Even the blind-Helen Keller was able to see beyond her darkness to understand life as a journey which must be full of adventures when she said “Life is either a daring adventure or nothing at all.”
As the first deaf-blind person to earn a Bachelor of Arts degree, Helen Keller could boast of having taken that daring adventure, considering her circumstance and what was a reasonable possibility of people of her kind, in those days. Beyond that, she lived as a prolific author, breaking the chains of deafness and blindness with a quest to become adventurous, unrestrained by fears of mistakes and failures…
What has your life become? A repetition of routines, backed by brilliant skills you’ve already acquired? That makes it a well comfortable life, living it all within your fine boundaries with no pinch of the daring adventures that your life should actually have.

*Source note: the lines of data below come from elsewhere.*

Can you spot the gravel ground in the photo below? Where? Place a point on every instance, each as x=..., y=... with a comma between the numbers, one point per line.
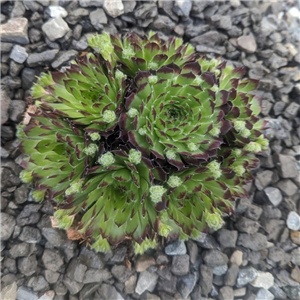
x=256, y=255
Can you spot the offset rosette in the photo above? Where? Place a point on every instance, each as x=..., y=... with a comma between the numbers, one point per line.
x=89, y=93
x=113, y=200
x=136, y=53
x=76, y=109
x=176, y=114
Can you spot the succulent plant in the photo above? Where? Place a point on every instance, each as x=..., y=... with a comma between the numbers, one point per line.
x=142, y=138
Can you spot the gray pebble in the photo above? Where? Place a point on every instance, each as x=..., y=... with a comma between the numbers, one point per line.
x=246, y=276
x=255, y=241
x=186, y=284
x=41, y=59
x=18, y=54
x=55, y=29
x=214, y=258
x=14, y=31
x=7, y=225
x=30, y=235
x=24, y=293
x=227, y=238
x=180, y=264
x=177, y=248
x=146, y=281
x=274, y=195
x=28, y=265
x=52, y=260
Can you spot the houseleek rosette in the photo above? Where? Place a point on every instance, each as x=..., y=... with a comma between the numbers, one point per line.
x=144, y=138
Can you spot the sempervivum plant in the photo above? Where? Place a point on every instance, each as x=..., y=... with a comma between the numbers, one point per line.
x=142, y=138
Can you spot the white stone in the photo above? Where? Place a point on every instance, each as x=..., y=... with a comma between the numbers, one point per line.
x=15, y=31
x=239, y=292
x=263, y=294
x=113, y=8
x=55, y=28
x=9, y=292
x=48, y=296
x=263, y=280
x=56, y=11
x=237, y=257
x=294, y=12
x=293, y=221
x=274, y=195
x=235, y=3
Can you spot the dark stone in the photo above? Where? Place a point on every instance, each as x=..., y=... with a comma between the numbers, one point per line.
x=227, y=238
x=73, y=286
x=88, y=290
x=247, y=225
x=7, y=225
x=186, y=284
x=176, y=248
x=29, y=215
x=231, y=275
x=30, y=235
x=214, y=258
x=167, y=285
x=55, y=236
x=146, y=11
x=28, y=78
x=91, y=259
x=38, y=284
x=76, y=270
x=28, y=265
x=206, y=279
x=94, y=275
x=19, y=250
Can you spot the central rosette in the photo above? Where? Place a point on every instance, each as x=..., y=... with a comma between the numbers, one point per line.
x=170, y=116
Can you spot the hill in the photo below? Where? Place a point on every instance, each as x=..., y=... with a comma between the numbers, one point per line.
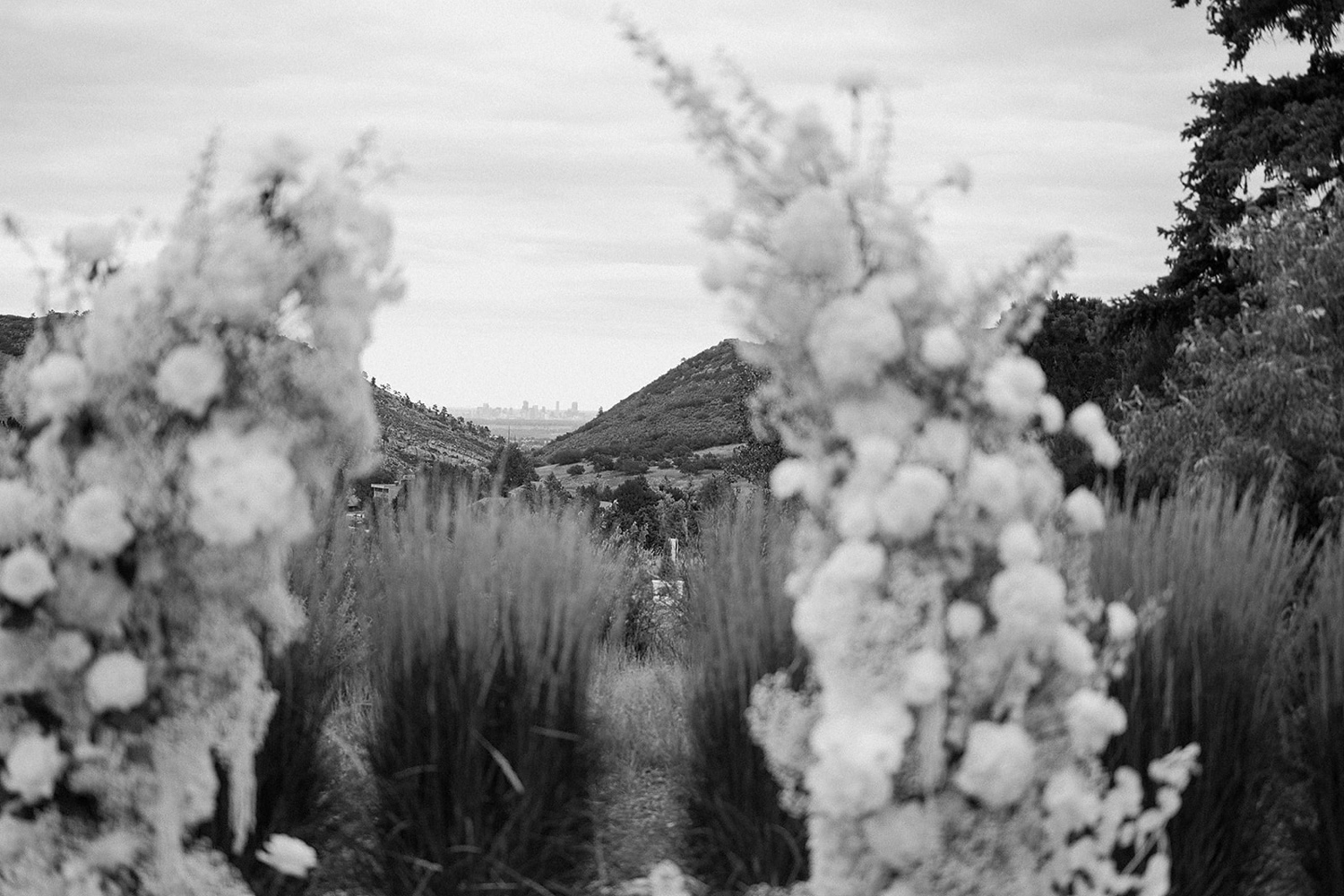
x=699, y=403
x=411, y=433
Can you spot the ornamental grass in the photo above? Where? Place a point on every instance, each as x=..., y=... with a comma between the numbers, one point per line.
x=739, y=834
x=295, y=775
x=1211, y=573
x=1316, y=692
x=486, y=619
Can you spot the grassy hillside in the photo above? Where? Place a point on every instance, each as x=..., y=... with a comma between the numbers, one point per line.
x=696, y=405
x=413, y=435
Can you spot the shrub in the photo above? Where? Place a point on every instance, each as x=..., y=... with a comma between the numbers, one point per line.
x=483, y=641
x=1212, y=573
x=742, y=632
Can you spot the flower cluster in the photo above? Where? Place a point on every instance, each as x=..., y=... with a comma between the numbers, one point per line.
x=174, y=444
x=960, y=662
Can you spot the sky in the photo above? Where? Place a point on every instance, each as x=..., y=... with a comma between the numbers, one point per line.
x=547, y=199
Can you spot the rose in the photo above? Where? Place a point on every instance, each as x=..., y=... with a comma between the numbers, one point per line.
x=812, y=236
x=992, y=484
x=1091, y=719
x=943, y=349
x=910, y=503
x=999, y=763
x=26, y=575
x=190, y=378
x=1027, y=600
x=1121, y=622
x=1019, y=543
x=1074, y=651
x=1012, y=387
x=96, y=522
x=56, y=386
x=902, y=836
x=852, y=339
x=288, y=855
x=116, y=681
x=23, y=511
x=32, y=766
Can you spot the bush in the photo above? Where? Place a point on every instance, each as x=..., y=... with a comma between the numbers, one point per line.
x=742, y=632
x=1212, y=573
x=483, y=642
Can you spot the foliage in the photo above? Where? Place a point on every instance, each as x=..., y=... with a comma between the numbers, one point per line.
x=1210, y=573
x=1261, y=397
x=172, y=446
x=696, y=405
x=741, y=632
x=483, y=641
x=511, y=466
x=940, y=576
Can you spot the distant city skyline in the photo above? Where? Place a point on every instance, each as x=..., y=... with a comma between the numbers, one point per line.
x=548, y=201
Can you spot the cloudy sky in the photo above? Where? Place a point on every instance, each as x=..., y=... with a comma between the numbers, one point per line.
x=548, y=196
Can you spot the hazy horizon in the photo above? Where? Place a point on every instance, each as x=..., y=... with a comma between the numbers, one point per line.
x=547, y=207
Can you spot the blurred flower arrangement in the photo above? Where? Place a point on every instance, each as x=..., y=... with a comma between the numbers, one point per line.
x=174, y=444
x=951, y=740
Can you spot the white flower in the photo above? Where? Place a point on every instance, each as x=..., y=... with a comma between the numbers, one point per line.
x=1012, y=387
x=1176, y=767
x=69, y=650
x=96, y=522
x=1051, y=413
x=190, y=378
x=999, y=763
x=852, y=339
x=1074, y=651
x=288, y=855
x=926, y=677
x=838, y=788
x=1019, y=543
x=241, y=487
x=965, y=619
x=116, y=681
x=89, y=244
x=1121, y=622
x=1093, y=719
x=58, y=386
x=26, y=575
x=792, y=477
x=1085, y=511
x=873, y=735
x=1107, y=452
x=902, y=836
x=1027, y=600
x=992, y=484
x=814, y=236
x=1072, y=801
x=943, y=349
x=32, y=766
x=908, y=505
x=23, y=511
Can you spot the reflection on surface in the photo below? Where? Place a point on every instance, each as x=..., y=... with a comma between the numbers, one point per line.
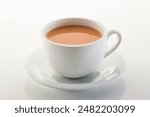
x=36, y=91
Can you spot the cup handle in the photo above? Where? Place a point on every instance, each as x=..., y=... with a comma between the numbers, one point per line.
x=114, y=47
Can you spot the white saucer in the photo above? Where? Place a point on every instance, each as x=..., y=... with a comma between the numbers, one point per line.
x=110, y=71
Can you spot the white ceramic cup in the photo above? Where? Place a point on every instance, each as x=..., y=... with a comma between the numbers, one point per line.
x=75, y=61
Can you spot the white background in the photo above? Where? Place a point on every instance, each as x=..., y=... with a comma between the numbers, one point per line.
x=20, y=26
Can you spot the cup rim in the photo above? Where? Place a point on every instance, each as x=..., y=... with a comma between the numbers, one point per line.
x=69, y=19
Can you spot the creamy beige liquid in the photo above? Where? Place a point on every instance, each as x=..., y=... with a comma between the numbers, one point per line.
x=73, y=35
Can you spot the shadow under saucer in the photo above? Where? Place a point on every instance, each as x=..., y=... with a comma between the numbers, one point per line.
x=113, y=91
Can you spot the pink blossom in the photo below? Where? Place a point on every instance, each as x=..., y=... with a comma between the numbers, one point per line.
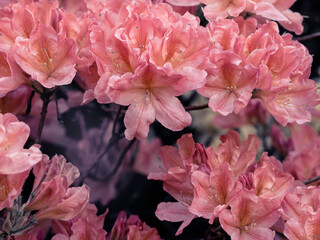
x=47, y=56
x=10, y=188
x=150, y=94
x=182, y=50
x=232, y=8
x=229, y=83
x=302, y=161
x=11, y=76
x=239, y=155
x=132, y=229
x=51, y=195
x=180, y=164
x=86, y=225
x=250, y=217
x=13, y=157
x=269, y=180
x=301, y=213
x=213, y=192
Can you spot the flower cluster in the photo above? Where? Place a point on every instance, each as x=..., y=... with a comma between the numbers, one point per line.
x=143, y=55
x=262, y=10
x=248, y=197
x=138, y=61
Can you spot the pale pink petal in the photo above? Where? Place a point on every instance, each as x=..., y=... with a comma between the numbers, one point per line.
x=138, y=118
x=175, y=212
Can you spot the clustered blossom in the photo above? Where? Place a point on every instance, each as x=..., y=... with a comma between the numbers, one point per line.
x=262, y=10
x=145, y=55
x=225, y=183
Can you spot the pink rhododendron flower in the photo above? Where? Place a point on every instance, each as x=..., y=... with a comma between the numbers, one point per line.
x=132, y=229
x=261, y=9
x=52, y=197
x=180, y=164
x=151, y=94
x=182, y=50
x=223, y=8
x=13, y=157
x=213, y=192
x=10, y=188
x=11, y=76
x=268, y=180
x=239, y=155
x=301, y=213
x=48, y=57
x=86, y=225
x=229, y=83
x=250, y=217
x=302, y=161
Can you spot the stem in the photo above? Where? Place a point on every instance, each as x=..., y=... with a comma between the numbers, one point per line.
x=204, y=106
x=114, y=127
x=307, y=37
x=45, y=103
x=311, y=180
x=120, y=160
x=111, y=142
x=28, y=110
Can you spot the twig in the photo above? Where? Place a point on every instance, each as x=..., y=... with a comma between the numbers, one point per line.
x=120, y=160
x=111, y=142
x=45, y=103
x=307, y=37
x=196, y=107
x=311, y=180
x=45, y=96
x=114, y=127
x=28, y=110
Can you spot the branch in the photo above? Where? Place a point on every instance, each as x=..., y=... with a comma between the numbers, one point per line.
x=307, y=37
x=45, y=103
x=204, y=106
x=311, y=180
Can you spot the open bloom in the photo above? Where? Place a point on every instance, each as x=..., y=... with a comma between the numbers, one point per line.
x=151, y=94
x=47, y=56
x=250, y=217
x=13, y=157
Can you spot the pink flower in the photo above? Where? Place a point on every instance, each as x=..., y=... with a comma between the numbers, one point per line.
x=86, y=225
x=250, y=217
x=180, y=163
x=223, y=8
x=13, y=157
x=239, y=155
x=213, y=191
x=181, y=51
x=229, y=83
x=301, y=213
x=132, y=229
x=11, y=76
x=48, y=57
x=150, y=94
x=10, y=188
x=51, y=195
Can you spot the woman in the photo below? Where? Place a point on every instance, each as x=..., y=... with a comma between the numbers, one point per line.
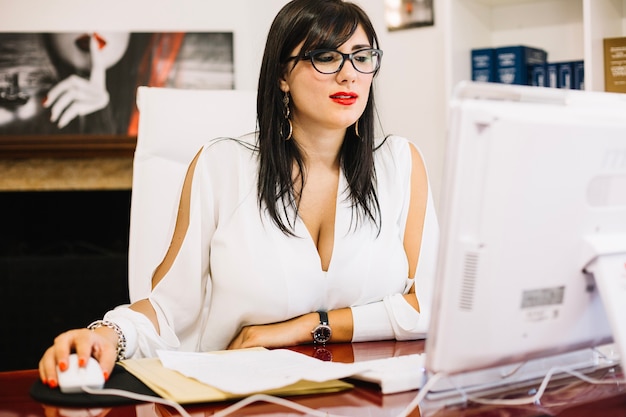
x=308, y=231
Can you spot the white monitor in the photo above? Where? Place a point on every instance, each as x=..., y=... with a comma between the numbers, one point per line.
x=533, y=177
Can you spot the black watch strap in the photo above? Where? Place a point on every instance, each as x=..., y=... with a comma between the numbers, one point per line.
x=323, y=317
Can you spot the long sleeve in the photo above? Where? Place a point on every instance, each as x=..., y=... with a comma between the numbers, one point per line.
x=394, y=317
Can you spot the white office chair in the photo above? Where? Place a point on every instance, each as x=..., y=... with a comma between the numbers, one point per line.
x=173, y=126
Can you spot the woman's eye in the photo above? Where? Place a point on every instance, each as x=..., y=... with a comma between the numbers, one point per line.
x=325, y=57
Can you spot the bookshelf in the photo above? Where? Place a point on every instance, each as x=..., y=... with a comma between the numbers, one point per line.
x=566, y=29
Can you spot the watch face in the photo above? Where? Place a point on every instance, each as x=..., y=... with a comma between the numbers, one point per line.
x=321, y=334
x=323, y=354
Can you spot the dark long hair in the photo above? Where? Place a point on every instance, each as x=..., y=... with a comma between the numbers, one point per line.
x=317, y=24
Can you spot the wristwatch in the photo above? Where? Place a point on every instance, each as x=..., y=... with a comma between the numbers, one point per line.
x=322, y=332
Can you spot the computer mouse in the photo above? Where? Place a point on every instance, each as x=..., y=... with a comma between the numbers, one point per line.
x=75, y=377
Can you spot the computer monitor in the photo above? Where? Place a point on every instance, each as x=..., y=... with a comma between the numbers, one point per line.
x=534, y=190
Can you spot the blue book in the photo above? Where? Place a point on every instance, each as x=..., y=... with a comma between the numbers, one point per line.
x=565, y=75
x=552, y=79
x=579, y=75
x=539, y=75
x=514, y=63
x=483, y=65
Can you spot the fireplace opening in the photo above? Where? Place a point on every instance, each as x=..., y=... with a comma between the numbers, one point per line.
x=63, y=264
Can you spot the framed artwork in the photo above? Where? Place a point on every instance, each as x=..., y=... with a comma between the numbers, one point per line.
x=73, y=94
x=404, y=14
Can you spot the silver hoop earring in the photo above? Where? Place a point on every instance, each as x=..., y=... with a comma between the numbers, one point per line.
x=286, y=113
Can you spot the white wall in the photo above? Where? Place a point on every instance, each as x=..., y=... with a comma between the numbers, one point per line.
x=410, y=87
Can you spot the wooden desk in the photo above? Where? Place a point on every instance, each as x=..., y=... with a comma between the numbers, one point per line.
x=577, y=399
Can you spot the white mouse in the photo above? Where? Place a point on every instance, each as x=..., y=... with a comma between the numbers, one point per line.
x=74, y=377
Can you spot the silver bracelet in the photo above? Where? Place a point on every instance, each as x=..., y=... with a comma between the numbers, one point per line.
x=121, y=340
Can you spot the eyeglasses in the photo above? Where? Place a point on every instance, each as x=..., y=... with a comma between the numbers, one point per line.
x=330, y=61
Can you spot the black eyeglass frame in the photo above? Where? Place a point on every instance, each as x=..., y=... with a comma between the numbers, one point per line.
x=310, y=54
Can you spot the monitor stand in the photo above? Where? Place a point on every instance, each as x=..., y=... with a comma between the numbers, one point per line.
x=523, y=377
x=607, y=265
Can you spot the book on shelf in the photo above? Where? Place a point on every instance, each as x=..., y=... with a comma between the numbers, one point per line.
x=615, y=65
x=483, y=65
x=514, y=63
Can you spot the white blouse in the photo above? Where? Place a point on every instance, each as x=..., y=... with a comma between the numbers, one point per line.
x=236, y=268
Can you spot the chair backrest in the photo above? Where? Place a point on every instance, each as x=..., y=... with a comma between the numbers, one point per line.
x=173, y=126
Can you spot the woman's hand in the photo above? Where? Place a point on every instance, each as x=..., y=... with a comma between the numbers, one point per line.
x=76, y=96
x=100, y=343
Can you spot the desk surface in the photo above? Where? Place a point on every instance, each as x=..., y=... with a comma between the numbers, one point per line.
x=572, y=400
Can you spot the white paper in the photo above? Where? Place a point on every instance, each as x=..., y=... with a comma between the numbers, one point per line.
x=249, y=371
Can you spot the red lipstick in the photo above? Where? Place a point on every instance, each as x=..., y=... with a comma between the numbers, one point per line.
x=344, y=98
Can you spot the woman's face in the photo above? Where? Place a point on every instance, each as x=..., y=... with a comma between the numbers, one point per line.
x=328, y=101
x=74, y=48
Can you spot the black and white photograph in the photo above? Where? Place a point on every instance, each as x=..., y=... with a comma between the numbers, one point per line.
x=405, y=14
x=67, y=83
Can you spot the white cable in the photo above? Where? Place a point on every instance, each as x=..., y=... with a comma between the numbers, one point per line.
x=421, y=394
x=138, y=397
x=276, y=400
x=536, y=399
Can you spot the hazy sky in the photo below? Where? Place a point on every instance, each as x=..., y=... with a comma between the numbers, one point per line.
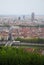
x=19, y=7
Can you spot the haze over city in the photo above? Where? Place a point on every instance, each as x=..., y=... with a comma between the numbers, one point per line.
x=21, y=7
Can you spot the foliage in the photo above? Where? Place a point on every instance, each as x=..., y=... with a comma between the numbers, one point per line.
x=30, y=40
x=18, y=56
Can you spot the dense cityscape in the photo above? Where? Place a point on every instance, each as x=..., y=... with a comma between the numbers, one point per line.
x=21, y=26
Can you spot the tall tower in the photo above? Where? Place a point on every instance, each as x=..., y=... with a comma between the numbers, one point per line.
x=32, y=16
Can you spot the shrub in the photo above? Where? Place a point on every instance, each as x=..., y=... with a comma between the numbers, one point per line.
x=18, y=56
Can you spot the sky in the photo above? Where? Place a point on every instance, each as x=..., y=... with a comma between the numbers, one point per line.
x=21, y=7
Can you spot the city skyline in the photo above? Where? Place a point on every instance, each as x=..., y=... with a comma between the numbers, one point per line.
x=21, y=7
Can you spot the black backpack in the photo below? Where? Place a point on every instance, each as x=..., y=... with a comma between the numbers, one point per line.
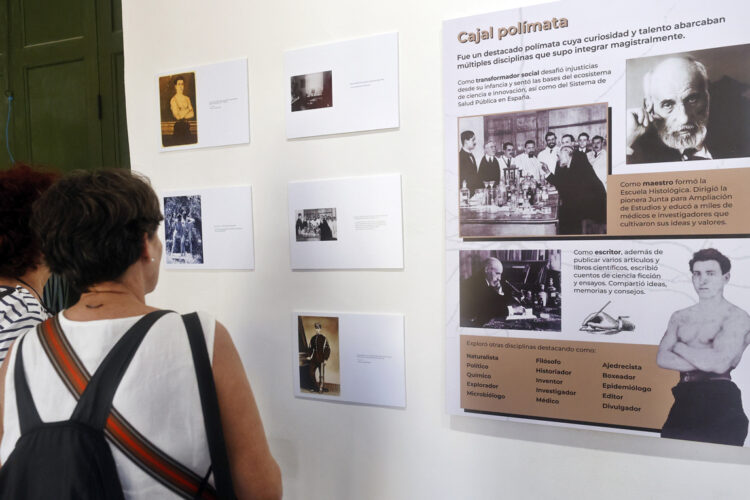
x=71, y=459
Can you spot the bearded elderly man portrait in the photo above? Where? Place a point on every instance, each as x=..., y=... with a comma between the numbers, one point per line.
x=684, y=117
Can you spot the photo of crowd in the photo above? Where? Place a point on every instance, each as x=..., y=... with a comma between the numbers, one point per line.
x=534, y=173
x=316, y=224
x=183, y=230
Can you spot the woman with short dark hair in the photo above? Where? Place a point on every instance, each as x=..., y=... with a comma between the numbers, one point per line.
x=98, y=231
x=23, y=272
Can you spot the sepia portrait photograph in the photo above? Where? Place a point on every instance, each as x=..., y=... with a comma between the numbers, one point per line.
x=316, y=224
x=179, y=125
x=510, y=289
x=319, y=370
x=312, y=91
x=183, y=230
x=536, y=173
x=688, y=106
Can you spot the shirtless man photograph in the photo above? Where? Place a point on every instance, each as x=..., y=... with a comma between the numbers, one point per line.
x=705, y=342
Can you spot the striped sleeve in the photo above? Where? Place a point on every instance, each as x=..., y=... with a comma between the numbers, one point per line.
x=19, y=311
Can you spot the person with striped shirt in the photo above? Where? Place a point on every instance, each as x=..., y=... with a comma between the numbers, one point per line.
x=23, y=272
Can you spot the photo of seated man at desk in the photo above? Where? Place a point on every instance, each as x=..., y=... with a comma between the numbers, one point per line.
x=510, y=289
x=538, y=174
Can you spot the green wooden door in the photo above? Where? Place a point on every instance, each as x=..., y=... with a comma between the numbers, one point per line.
x=65, y=72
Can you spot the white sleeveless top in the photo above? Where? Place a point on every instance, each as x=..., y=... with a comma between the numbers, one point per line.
x=158, y=394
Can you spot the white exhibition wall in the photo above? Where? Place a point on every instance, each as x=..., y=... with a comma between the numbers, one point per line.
x=340, y=451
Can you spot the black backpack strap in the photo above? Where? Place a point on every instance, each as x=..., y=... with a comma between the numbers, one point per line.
x=28, y=416
x=210, y=404
x=96, y=401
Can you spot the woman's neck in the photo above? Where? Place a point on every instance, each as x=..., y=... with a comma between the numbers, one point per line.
x=109, y=300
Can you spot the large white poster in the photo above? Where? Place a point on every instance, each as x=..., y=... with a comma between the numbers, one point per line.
x=596, y=191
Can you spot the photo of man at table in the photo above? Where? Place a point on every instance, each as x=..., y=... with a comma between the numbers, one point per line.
x=510, y=289
x=535, y=173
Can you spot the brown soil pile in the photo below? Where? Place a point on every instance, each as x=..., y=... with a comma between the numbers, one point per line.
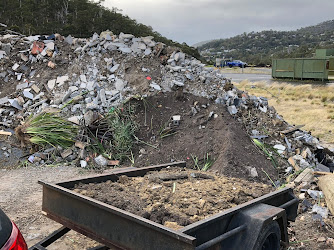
x=220, y=136
x=174, y=197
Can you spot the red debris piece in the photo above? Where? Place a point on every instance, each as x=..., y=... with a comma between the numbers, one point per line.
x=37, y=48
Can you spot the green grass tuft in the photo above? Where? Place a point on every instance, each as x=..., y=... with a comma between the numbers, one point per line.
x=51, y=129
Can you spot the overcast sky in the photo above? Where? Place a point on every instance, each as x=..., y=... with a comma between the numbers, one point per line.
x=193, y=21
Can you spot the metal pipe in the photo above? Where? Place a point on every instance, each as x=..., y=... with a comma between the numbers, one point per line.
x=220, y=238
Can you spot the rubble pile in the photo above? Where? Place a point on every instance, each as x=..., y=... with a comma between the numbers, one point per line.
x=82, y=78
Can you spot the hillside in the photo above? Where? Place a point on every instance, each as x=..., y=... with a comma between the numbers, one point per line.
x=260, y=47
x=79, y=18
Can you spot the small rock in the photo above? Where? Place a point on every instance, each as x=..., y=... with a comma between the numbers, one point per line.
x=321, y=239
x=232, y=110
x=35, y=88
x=51, y=84
x=101, y=161
x=89, y=117
x=74, y=119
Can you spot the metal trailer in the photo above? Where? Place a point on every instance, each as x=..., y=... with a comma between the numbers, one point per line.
x=257, y=224
x=321, y=67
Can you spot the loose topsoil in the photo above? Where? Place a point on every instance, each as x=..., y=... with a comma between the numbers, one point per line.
x=205, y=129
x=174, y=197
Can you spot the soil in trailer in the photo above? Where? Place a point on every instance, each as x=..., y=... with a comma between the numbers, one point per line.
x=174, y=197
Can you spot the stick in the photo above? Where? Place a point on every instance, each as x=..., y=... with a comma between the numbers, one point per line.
x=2, y=132
x=321, y=173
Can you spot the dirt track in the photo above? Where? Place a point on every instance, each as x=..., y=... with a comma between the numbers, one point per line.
x=21, y=199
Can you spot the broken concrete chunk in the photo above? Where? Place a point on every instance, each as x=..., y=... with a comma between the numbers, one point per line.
x=35, y=88
x=50, y=45
x=125, y=36
x=125, y=50
x=14, y=103
x=69, y=40
x=27, y=94
x=114, y=68
x=178, y=83
x=15, y=66
x=83, y=163
x=74, y=119
x=83, y=78
x=51, y=84
x=66, y=153
x=155, y=86
x=232, y=110
x=89, y=117
x=305, y=176
x=119, y=85
x=61, y=80
x=280, y=148
x=4, y=100
x=293, y=164
x=103, y=97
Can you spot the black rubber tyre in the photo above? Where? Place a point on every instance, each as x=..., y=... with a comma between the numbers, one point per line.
x=269, y=238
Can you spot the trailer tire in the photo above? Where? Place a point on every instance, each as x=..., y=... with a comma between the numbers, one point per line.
x=269, y=237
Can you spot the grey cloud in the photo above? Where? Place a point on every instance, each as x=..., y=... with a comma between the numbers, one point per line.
x=194, y=21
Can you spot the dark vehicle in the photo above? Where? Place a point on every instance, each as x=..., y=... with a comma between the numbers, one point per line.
x=10, y=236
x=237, y=63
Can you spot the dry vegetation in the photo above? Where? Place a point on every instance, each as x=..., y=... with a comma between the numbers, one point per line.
x=247, y=70
x=304, y=104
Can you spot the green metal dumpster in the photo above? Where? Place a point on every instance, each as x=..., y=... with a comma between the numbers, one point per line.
x=320, y=67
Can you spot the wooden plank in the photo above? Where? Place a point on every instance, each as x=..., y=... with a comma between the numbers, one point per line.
x=326, y=184
x=322, y=173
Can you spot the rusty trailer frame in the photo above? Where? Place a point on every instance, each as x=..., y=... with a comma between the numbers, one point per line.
x=235, y=228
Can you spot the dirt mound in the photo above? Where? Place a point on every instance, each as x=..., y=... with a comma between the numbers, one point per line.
x=205, y=129
x=174, y=197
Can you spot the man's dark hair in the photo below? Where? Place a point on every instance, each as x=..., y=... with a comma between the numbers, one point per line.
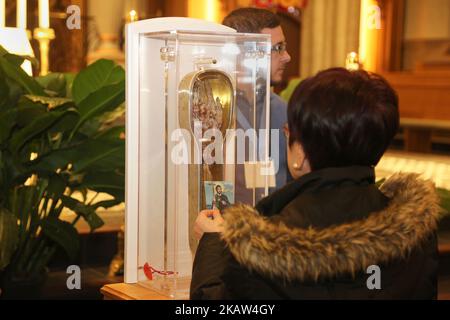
x=251, y=20
x=343, y=118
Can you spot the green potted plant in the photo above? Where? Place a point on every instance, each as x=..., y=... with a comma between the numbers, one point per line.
x=59, y=142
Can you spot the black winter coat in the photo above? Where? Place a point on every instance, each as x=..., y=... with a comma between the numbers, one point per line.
x=316, y=237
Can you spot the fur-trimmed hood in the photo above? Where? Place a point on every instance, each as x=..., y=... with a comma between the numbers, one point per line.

Taking any sort of adventure—be it career or relationship can be frightening. Making an adventure a “daring one” even goes beyond that, it increases the shock levels, the risks and the possible unbearable consequences, but life without all these will leave you partly fulfilled with so many ‘What IFs’.
There are countless possibilities out there for us all, but for comfort and content reasons, we’ve boxed ourselves in what we have, have achieved and even when we make one step towards that daring adventure needed to bring the needed excitement into our lives, we quickly move 5 steps back, far from where we were.
I can’t imagine what life will be for some of us without those daring adventures caged in foreseeable and unforeseeable risks. Interestingly, the more we examine the various risks, the more backwards we move—without realizing we are robbing our short existence of some of the greatest and fun memories we can possibly ever have.
Life is short people say, and I say, it is even shorter than we all think. The years you will live does not determine how short or long your life was, rather what you actually did with those years—and the experiences, secrets and joy which will go down with you should be the measure of your true existence, anything else is bonus.
To me, the man or woman without mistakes, scars and lingering secrets is the person who has not lived at all, has been here and done the easy part of life. Your life should be demarcated by the memories you have, the knowledge you’ve acquired and all the other things you will be buried with. Once again, every other thing like the houses, families, friends and money that you will leave behind are not yours, they remain the bonuses of your existence. Whatever is yours, you should be able to go down the grave with it.
I remember clearly my last day at Adisadel College when most of our mates were writing their nicknames with white paint on the walls. Despite knowing the inscriptions would be removed by the next Monday when they are gone, many wrote things like ‘Bob Satan was here some’, ‘Twesparoo passed through’ among others.
When it came to me, there was no need to write anything. Apart from the fact these guys were wasting their time because of the imminent removal of what they were writing; my years on campus was a daring adventure—academically and off the books. I knew for sure that, until the first year students leave (3 years to come) and even beyond, my name will be on the lips of so many and the memories will live on… How are you writing down your impact? With a paint that can easily be cleaned or with strange and daring adventures engrained in memories?
What has your life experience been? The more mistakes you’ve made, the higher you’ve pushed yourself beyond your capabilities and the more memories you will have to take home with you—that one day, when you will have to leave behind all those things you’ve all along falsely thought are truly yours.
I cherish adventures, as much as I cherish mistakes—in fact; they seem to be the same as one breeds the other. If there is anything you so much want to do in life, now is the time to spark the engine, fuel your passion, live the obsession and take charge of your existence.
When people talk about mistakes and how wasteful some journeys they took were in their lives, I look at them and say, you did not have a wasteful journey, you had a daring adventure but you probably did not enjoy it because you failed to recognise it.
I spent 2 years in a College studying a subject I did not like but I will never talk ‘slack’ of that adventure and the 2 long years’ adventure shaped me into something else. I enjoyed the adventure and left with at least far enough knowledge on a subject I would probably never have known.
I grew up on adventures, entrenched in the aftershocks of the many ‘Adventures of Tintin’ books I spent my valuable study time reading—while my mates read the boring ‘Mensah and Dede’, just because that was expected of them and they needed that to pass the exams.
I recently took an adventurous 16-17 hours road trip from London to Cannes which created about 1000 euros hole in my bank (fuel, exorbitant tolls and overnight hotel stays) when a flight from London to Cannes would have cost me less than 70 pounds and under 2 hours. But you cannot compare any amount of money to the experience and memories of that long road trip—experience and memories I will take down with me to the grave.
I think I have been a risk taker all my life, on a constant search for that daring adventure which will not only uplift my being, but drag me back—somehow, because with risks come mistakes. And with all these come that feeling of “Hmmm” which you can fake but it will NEVER have the same relief or discomposure.
Despite our careful lives, each of us has those things we so much want to do and will remain a wish for many people, except those who are daring enough to set the adventurous ideas in motion.
If Helen Keller could rise beyond what was normal, expected and planned for someone like her to live that daring adventurous life, what stops you from taking that long but exciting journey to your land of adventures.